10.00. El canon en el Oriente después de 200 d. C.

La primera evidencia en cuanto al canon en el Oriente después de 200 d. C. proviene de Orígenes.

Orígenes observó que existía desacuerdo entre las diversas iglesias en cuanto al contenido del Nuevo Testamento, y estableció una diferencia entre los escritos generalmente reconocidos y los impugnados.

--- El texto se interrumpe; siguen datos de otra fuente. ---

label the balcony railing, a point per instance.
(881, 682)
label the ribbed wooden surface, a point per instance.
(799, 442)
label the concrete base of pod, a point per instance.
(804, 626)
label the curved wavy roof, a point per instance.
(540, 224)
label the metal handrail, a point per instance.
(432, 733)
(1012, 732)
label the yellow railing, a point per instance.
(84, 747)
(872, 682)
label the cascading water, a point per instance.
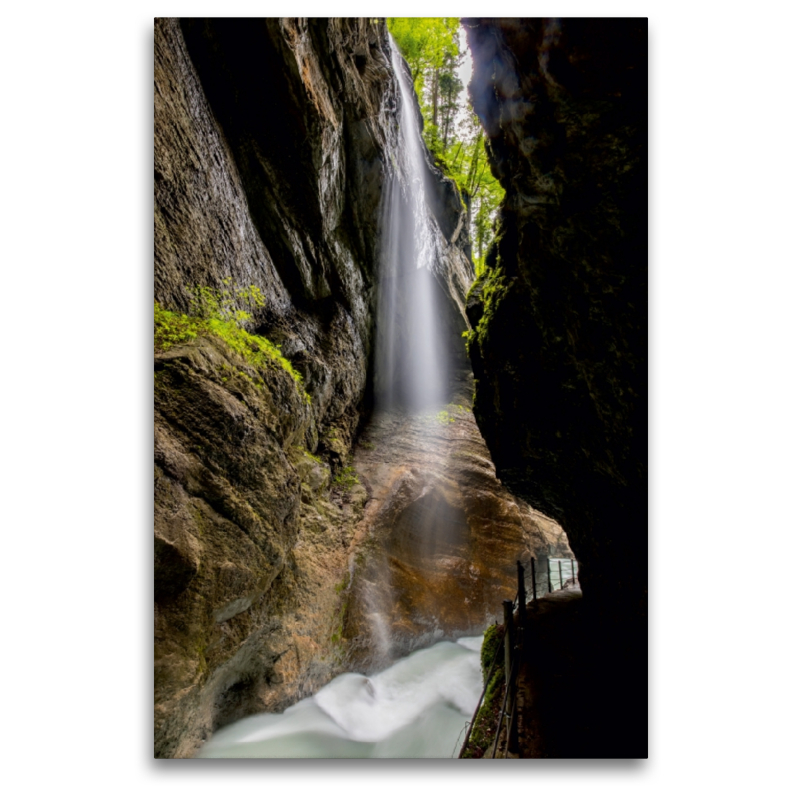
(419, 706)
(411, 367)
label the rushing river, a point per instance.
(417, 708)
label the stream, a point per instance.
(416, 708)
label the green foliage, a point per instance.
(346, 479)
(495, 287)
(445, 417)
(431, 48)
(223, 313)
(482, 736)
(171, 328)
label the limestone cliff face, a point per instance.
(273, 140)
(435, 552)
(559, 349)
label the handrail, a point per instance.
(515, 656)
(480, 699)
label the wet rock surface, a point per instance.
(273, 141)
(435, 553)
(560, 344)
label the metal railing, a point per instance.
(559, 572)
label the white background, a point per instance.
(76, 394)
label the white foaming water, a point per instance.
(410, 364)
(417, 708)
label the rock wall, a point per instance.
(559, 347)
(435, 553)
(273, 141)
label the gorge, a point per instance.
(326, 500)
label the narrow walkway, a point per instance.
(582, 687)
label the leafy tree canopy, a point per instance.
(451, 130)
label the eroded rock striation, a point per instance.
(273, 144)
(559, 349)
(435, 552)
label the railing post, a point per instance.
(508, 619)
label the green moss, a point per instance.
(495, 288)
(492, 666)
(347, 478)
(222, 313)
(171, 329)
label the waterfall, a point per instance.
(411, 366)
(417, 708)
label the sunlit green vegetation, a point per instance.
(223, 313)
(451, 130)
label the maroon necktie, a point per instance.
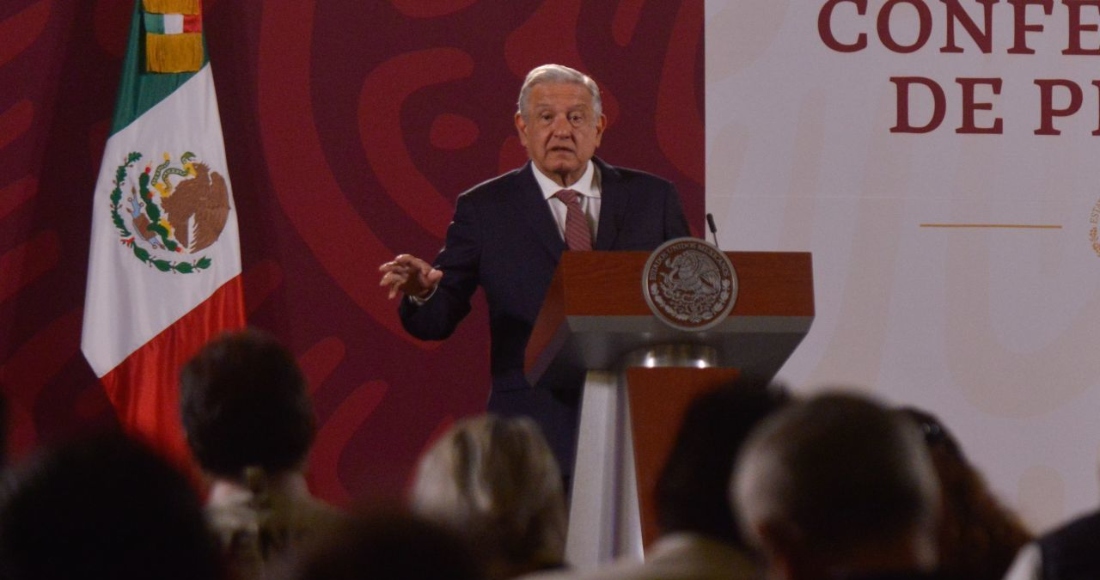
(578, 233)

Eusebio presenta un registro de los puntos de vista de Orígenes, según los cuales eran generalmente aceptados los cuatro Evangelios, las epístolas de Pablo, 1 Pedro, 1 Juan y Apocalipsis.

Aunque Eusebio parece haberlo olvidado, debiera añadirse los Hechos, pues Orígenes claramente muestra que consideraba ese libro como perteneciente al mismo grupo.

Según el testimonio de Eusebio, en la lista de Orígenes todavía se impugnaban 2 Pedro, 2 Juan, 3 Juan y Hebreos; y que él también colocaba a Judas en esta categoría resulta evidente por sus propias declaraciones (Comentario de Mateo, xvii. 30).

Aunque el Pastor de Hermas, Bernabé y la Didachê estaban muy próximos al canon, Orígenes estaba convencido de que no eran libros apostólicos.